We were taken to our hostel for the night where we were given a brief lecture about important things we should know about our hike. We met our three guides there: Nderingo (the chief guide), Peter (assistant guide), and Sosteness (assistant guide). We would wake up in the morning the next day to start our ascent up the Machame Route, the second hardest ascent to the summit of Kili.
Day 1 (Monday July 16th)
The hike on the first day was through a humid, muddy jungle. Trees were draped with vines and covered with bright green moss. Flys and mosquitoes were everywhere! It was a sweat fest for sure.
It’s highly recommended that climbers hike very, very slowly to let their body acclimate properly to the increasing altitude. And that’s exactly what I did. I had the pace of a grandma crossing the street. The guides would shout “pole pole!” which is Swahili for “slowly slowly!” So this would be my first tip for you: Take it slow! Statistics show that young males are the least likely to summit because they go too fast. I would have been part of that statistic if I had not read about how important it is to go pole pole.
It was a bit frustrating at first going such a snail pace because I could have gone much faster. But I knew from past experience what altitude sickness felt like and I didn’t want to succumb to it again. The slower I went, the less oxygen I used which meant my body could use more oxygen to acclimate properly. On top of that, I was still sick so I didn’t want to take any chances. After about 6 hours of hiking, we made it to the site of our first campsite at the Machame Huts (9911ft). Our guides set up three tents, two trekkers per tent. The tents were very small but they did the job.

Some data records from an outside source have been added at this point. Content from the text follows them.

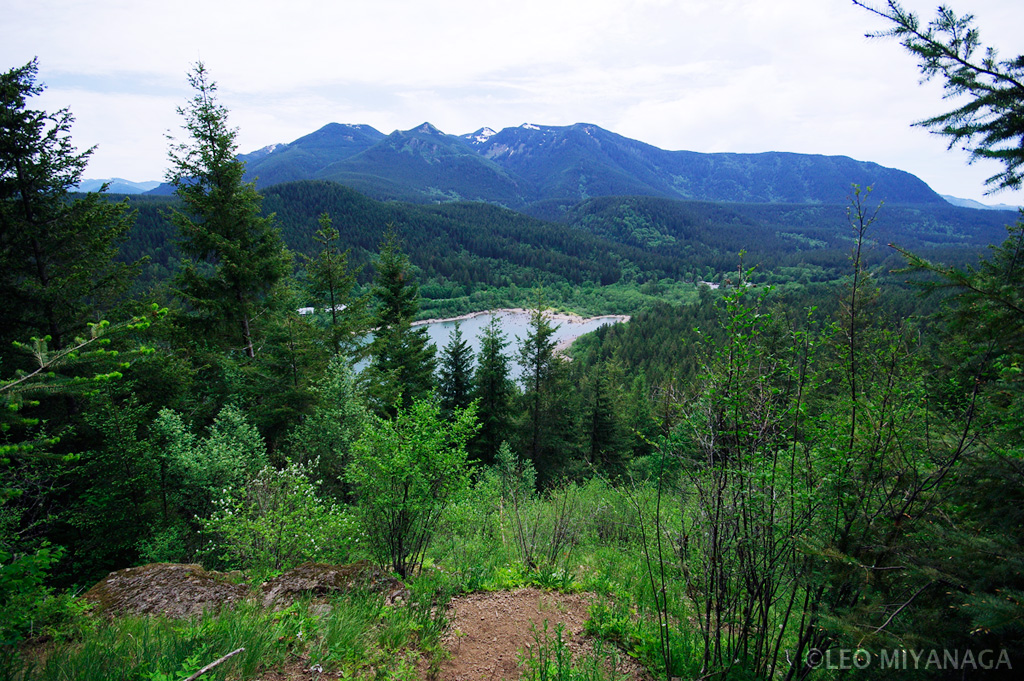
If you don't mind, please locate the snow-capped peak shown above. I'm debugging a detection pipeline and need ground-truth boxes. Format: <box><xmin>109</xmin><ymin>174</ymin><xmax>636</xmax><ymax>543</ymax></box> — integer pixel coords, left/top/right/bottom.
<box><xmin>471</xmin><ymin>128</ymin><xmax>498</xmax><ymax>144</ymax></box>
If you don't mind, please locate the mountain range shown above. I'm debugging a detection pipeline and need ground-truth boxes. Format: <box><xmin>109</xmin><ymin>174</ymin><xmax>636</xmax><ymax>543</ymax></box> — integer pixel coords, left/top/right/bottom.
<box><xmin>136</xmin><ymin>123</ymin><xmax>958</xmax><ymax>209</ymax></box>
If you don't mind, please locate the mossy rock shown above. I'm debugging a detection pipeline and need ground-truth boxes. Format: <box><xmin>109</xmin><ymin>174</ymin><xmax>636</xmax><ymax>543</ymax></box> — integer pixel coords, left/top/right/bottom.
<box><xmin>85</xmin><ymin>563</ymin><xmax>249</xmax><ymax>619</ymax></box>
<box><xmin>260</xmin><ymin>560</ymin><xmax>406</xmax><ymax>607</ymax></box>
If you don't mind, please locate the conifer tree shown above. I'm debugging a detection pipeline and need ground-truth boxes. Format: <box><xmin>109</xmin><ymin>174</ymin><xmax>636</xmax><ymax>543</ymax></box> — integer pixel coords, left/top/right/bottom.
<box><xmin>519</xmin><ymin>300</ymin><xmax>580</xmax><ymax>484</ymax></box>
<box><xmin>437</xmin><ymin>322</ymin><xmax>473</xmax><ymax>414</ymax></box>
<box><xmin>472</xmin><ymin>316</ymin><xmax>515</xmax><ymax>464</ymax></box>
<box><xmin>167</xmin><ymin>62</ymin><xmax>291</xmax><ymax>359</ymax></box>
<box><xmin>364</xmin><ymin>229</ymin><xmax>435</xmax><ymax>415</ymax></box>
<box><xmin>0</xmin><ymin>59</ymin><xmax>138</xmax><ymax>356</ymax></box>
<box><xmin>519</xmin><ymin>302</ymin><xmax>557</xmax><ymax>470</ymax></box>
<box><xmin>302</xmin><ymin>213</ymin><xmax>369</xmax><ymax>360</ymax></box>
<box><xmin>585</xmin><ymin>364</ymin><xmax>631</xmax><ymax>476</ymax></box>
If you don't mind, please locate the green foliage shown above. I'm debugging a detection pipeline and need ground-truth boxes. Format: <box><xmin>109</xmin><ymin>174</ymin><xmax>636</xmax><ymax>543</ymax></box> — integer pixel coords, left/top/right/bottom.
<box><xmin>202</xmin><ymin>456</ymin><xmax>355</xmax><ymax>574</ymax></box>
<box><xmin>347</xmin><ymin>399</ymin><xmax>478</xmax><ymax>578</ymax></box>
<box><xmin>472</xmin><ymin>316</ymin><xmax>515</xmax><ymax>464</ymax></box>
<box><xmin>301</xmin><ymin>213</ymin><xmax>370</xmax><ymax>358</ymax></box>
<box><xmin>364</xmin><ymin>231</ymin><xmax>435</xmax><ymax>414</ymax></box>
<box><xmin>154</xmin><ymin>405</ymin><xmax>267</xmax><ymax>515</ymax></box>
<box><xmin>437</xmin><ymin>322</ymin><xmax>473</xmax><ymax>414</ymax></box>
<box><xmin>519</xmin><ymin>300</ymin><xmax>579</xmax><ymax>485</ymax></box>
<box><xmin>854</xmin><ymin>0</ymin><xmax>1024</xmax><ymax>191</ymax></box>
<box><xmin>0</xmin><ymin>537</ymin><xmax>63</xmax><ymax>650</ymax></box>
<box><xmin>287</xmin><ymin>356</ymin><xmax>367</xmax><ymax>498</ymax></box>
<box><xmin>520</xmin><ymin>620</ymin><xmax>627</xmax><ymax>681</ymax></box>
<box><xmin>167</xmin><ymin>62</ymin><xmax>291</xmax><ymax>358</ymax></box>
<box><xmin>0</xmin><ymin>59</ymin><xmax>138</xmax><ymax>356</ymax></box>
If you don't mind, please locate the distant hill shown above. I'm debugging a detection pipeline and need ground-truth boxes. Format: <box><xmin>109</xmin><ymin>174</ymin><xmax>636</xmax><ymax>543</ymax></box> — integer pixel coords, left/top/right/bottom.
<box><xmin>117</xmin><ymin>179</ymin><xmax>1007</xmax><ymax>300</ymax></box>
<box><xmin>939</xmin><ymin>194</ymin><xmax>1021</xmax><ymax>211</ymax></box>
<box><xmin>192</xmin><ymin>123</ymin><xmax>944</xmax><ymax>208</ymax></box>
<box><xmin>78</xmin><ymin>177</ymin><xmax>160</xmax><ymax>194</ymax></box>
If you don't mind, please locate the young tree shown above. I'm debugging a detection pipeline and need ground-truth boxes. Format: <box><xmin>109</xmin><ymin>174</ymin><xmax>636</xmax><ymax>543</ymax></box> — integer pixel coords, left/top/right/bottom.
<box><xmin>167</xmin><ymin>62</ymin><xmax>291</xmax><ymax>359</ymax></box>
<box><xmin>473</xmin><ymin>316</ymin><xmax>515</xmax><ymax>464</ymax></box>
<box><xmin>853</xmin><ymin>0</ymin><xmax>1024</xmax><ymax>191</ymax></box>
<box><xmin>437</xmin><ymin>322</ymin><xmax>473</xmax><ymax>414</ymax></box>
<box><xmin>364</xmin><ymin>230</ymin><xmax>435</xmax><ymax>414</ymax></box>
<box><xmin>584</xmin><ymin>363</ymin><xmax>632</xmax><ymax>476</ymax></box>
<box><xmin>348</xmin><ymin>399</ymin><xmax>478</xmax><ymax>578</ymax></box>
<box><xmin>0</xmin><ymin>60</ymin><xmax>138</xmax><ymax>356</ymax></box>
<box><xmin>302</xmin><ymin>213</ymin><xmax>370</xmax><ymax>360</ymax></box>
<box><xmin>519</xmin><ymin>301</ymin><xmax>579</xmax><ymax>484</ymax></box>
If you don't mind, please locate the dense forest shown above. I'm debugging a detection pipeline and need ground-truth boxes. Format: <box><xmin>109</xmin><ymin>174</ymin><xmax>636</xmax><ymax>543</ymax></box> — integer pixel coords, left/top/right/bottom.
<box><xmin>0</xmin><ymin>4</ymin><xmax>1024</xmax><ymax>680</ymax></box>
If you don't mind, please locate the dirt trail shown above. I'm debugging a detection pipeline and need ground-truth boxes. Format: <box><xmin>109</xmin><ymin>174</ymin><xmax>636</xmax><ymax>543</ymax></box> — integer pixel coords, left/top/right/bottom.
<box><xmin>437</xmin><ymin>589</ymin><xmax>648</xmax><ymax>681</ymax></box>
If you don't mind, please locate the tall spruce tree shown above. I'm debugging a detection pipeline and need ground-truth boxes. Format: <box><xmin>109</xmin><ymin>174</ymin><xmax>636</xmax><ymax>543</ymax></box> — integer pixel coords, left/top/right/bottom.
<box><xmin>437</xmin><ymin>322</ymin><xmax>473</xmax><ymax>415</ymax></box>
<box><xmin>0</xmin><ymin>59</ymin><xmax>137</xmax><ymax>356</ymax></box>
<box><xmin>472</xmin><ymin>316</ymin><xmax>515</xmax><ymax>465</ymax></box>
<box><xmin>584</xmin><ymin>363</ymin><xmax>632</xmax><ymax>476</ymax></box>
<box><xmin>519</xmin><ymin>300</ymin><xmax>580</xmax><ymax>484</ymax></box>
<box><xmin>167</xmin><ymin>62</ymin><xmax>291</xmax><ymax>359</ymax></box>
<box><xmin>302</xmin><ymin>213</ymin><xmax>370</xmax><ymax>361</ymax></box>
<box><xmin>364</xmin><ymin>228</ymin><xmax>436</xmax><ymax>416</ymax></box>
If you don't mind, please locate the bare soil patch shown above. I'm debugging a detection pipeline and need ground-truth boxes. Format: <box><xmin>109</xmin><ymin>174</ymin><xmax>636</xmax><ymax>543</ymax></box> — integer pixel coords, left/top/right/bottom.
<box><xmin>437</xmin><ymin>588</ymin><xmax>650</xmax><ymax>681</ymax></box>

Everyday the cook in our team would make us breakfast, lunch, and dinner. All hot meals! Breakfast is usually porridge or oatmeal with a rotation of juices, sausage, eggs, crepes, and fruits. Lunch and dinner is where we would get soups, chips, pastas, rice, salads, fruits, and other side options. Lana, who is vegetarian, was given specially prepared meals just for her. Much to my surprise, we were very well fed the entire time on the mountain. There was also plenty to go around. The cook did an amazing job. We even had our own personal waiter each day who brought us anything we needed. Such a nice touch :).
Day 2 (Tuesday July 17th)
The next day we made the ascent up to our next stop, the Shira Caves (12,595ft). The terrain was different from yesterday. It was dusty and there were small shrubs all over the place. The day was a bit cooler and there were hardly any bugs. Even though the path was considerably steeper than yesterday, I found this trail to be a bit easier and more enjoyable. I kept the “pole pole” pace going. In addition to going slow my next big tip: Drink Plenty of Water! I cannot emphasize that enough. The suggested amount of water a climber should drink each day is about four to five liters. Every few minutes I would drink a sip of water from my camel-pack. In other words, I was constantly drinking water all day long. It keeps you hydrated and is an important source of oxygen for your body. Every time I urinated (which was quite often), I made sure my pee was crystal clear.
Eventually we made it to the site of our camping grounds for the night. Although we made it to camp, our hike for the day wasn’t over. Our guides suggested that we ascend about a half hour further and then descend back down to camp. This brings me to my next tip: Climb High, Sleep Low. Basically by going up and then coming back down, you are preparing your body for what lies ahead.
Tomorrow is Day 3. Previous hikers told me that Day 3 is the day when most start to feel symptoms of altitude sickness. Better prepare myself, off to bed I go!
P.S. My coughs haven’t gone away yet. At this point, I ran out of cough syrup and I finished my antibiotics. I’m at a stale mate.